Samartino's arrest was ordered by Bolivian cabinet member Alicia Muñoz on the grounds that he had violated a 1996 immigration law prohibiting the involvement of foreigners in Bolivia's internal political affairs – a law that had been declared unconstitutional in 2001 on the grounds that it violated free-speech rights. On December 27, the Bolivian office of the Defender of the People maintained that there were no legal grounds on which Bolivia could return Samartino to Cuba. Samartino stated that deportation to Cuba would mean execution for him. His lawyer, Rodolfo Téllez, expressed the same concern.

During this time, Cuba's ambassador to Bolivia, Rafael Dausa, who wanted Samartino returned to Cuba, met with Bolivian officials; on December 27, Dauza called Samartino a criminal, accused him of fraud, and described him as “anti-Castro, an alcoholic, a fraudster, and thief.” A Bolivian senator accused Samartino of planning violent protests, while a spokesman for Evo Morales said Samartino had “denigrated” Castro.

On December 28, it was reported that Judge Rene Delgado had ordered Samartino's return to the place from which he had arrived in Bolivia – namely, the U.S. base at Guantánamo Bay.

On February 2, 2007, the Bolivian Constitutional Court ruled that the detention and expulsion of Samartino was arbitrary and illegal. HRF had filed an amicus curiae brief explaining delineating that Samartino's arrest and detention violated Bolivian law as well as four international treaties of which Bolivia was a signatory. Bolivian Vice President Álvaro García Linera refused, however, to obey the court's ruling.

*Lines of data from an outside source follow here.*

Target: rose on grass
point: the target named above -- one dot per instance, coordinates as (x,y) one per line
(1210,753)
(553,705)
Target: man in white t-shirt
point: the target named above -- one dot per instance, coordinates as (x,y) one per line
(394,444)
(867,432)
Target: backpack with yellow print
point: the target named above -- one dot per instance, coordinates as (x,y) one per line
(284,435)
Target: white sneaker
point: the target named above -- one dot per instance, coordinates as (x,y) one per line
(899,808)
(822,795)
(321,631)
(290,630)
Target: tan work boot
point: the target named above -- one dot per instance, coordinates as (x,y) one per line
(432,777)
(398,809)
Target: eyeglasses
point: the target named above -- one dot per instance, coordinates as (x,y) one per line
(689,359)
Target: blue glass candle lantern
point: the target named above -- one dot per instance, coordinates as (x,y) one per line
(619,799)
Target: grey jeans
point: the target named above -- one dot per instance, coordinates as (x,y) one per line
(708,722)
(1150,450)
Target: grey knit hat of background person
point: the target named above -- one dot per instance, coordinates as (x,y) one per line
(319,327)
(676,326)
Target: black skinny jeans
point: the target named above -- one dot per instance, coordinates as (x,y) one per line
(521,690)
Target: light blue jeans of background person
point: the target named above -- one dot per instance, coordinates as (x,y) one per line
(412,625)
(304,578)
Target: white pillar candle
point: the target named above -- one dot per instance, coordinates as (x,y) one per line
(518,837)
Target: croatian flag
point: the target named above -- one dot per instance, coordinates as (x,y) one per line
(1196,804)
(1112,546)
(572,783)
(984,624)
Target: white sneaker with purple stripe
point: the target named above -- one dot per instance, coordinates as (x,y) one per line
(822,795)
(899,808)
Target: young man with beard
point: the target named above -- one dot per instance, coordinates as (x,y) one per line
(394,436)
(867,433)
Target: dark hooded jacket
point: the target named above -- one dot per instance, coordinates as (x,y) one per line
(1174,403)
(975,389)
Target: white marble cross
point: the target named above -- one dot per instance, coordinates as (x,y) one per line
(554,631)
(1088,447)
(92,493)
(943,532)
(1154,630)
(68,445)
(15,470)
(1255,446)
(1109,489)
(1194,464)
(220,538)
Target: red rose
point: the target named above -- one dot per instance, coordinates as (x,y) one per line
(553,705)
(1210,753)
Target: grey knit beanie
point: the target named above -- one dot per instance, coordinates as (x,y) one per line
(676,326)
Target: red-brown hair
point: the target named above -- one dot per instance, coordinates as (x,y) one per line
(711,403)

After Samartino's case drew the attention of the Bolivian media, the Bolivian government apparently changed its plan, announcing that it would attempt to deport Samartino to some country other than Cuba. Although the Constitutional Court had clearly found the laws unconstitutional under which Bolivia was attempting to expel Samartino, Judge René Delgado said that those laws remained in effect.

===Aftermath===
On January 9, 2007, after being held illegally for 17 days, Samartino was expelled from Bolivia without due process of law. He was taken into custody by UN refugee officials, who flew him to Bogotá, Colombia. He was later granted asylum in Norway. “Although my home is Bolivia,” said Samartino, “I am overjoyed that Norway is willing to be a safe harbor for those with the temerity to express themselves freely. Bolivia is no longer a safe place for those who disagree, no matter how peacefully, with the government of Evo Morales.”

On November 24, 2009, Samartino sent an open letter to then U.S. Congressman Lincoln Diaz-Balart, asking him to help Cuban doctors in Bolivia who were being denied asylum and travel visas.

In January 2011, the website of the Norwegian state media organization, NRK, featured a major article about the Cuban medical system based largely on Samartino's testimony. Entitled “Behind the facade, there is only misery,” the article quoted Samartino as saying that Cuba's “low infant-mortality rate is a lie,” that patients in many Cuban hospitals have to supply their own food and bedsheets, and that it health personnel routinely falsify statistics.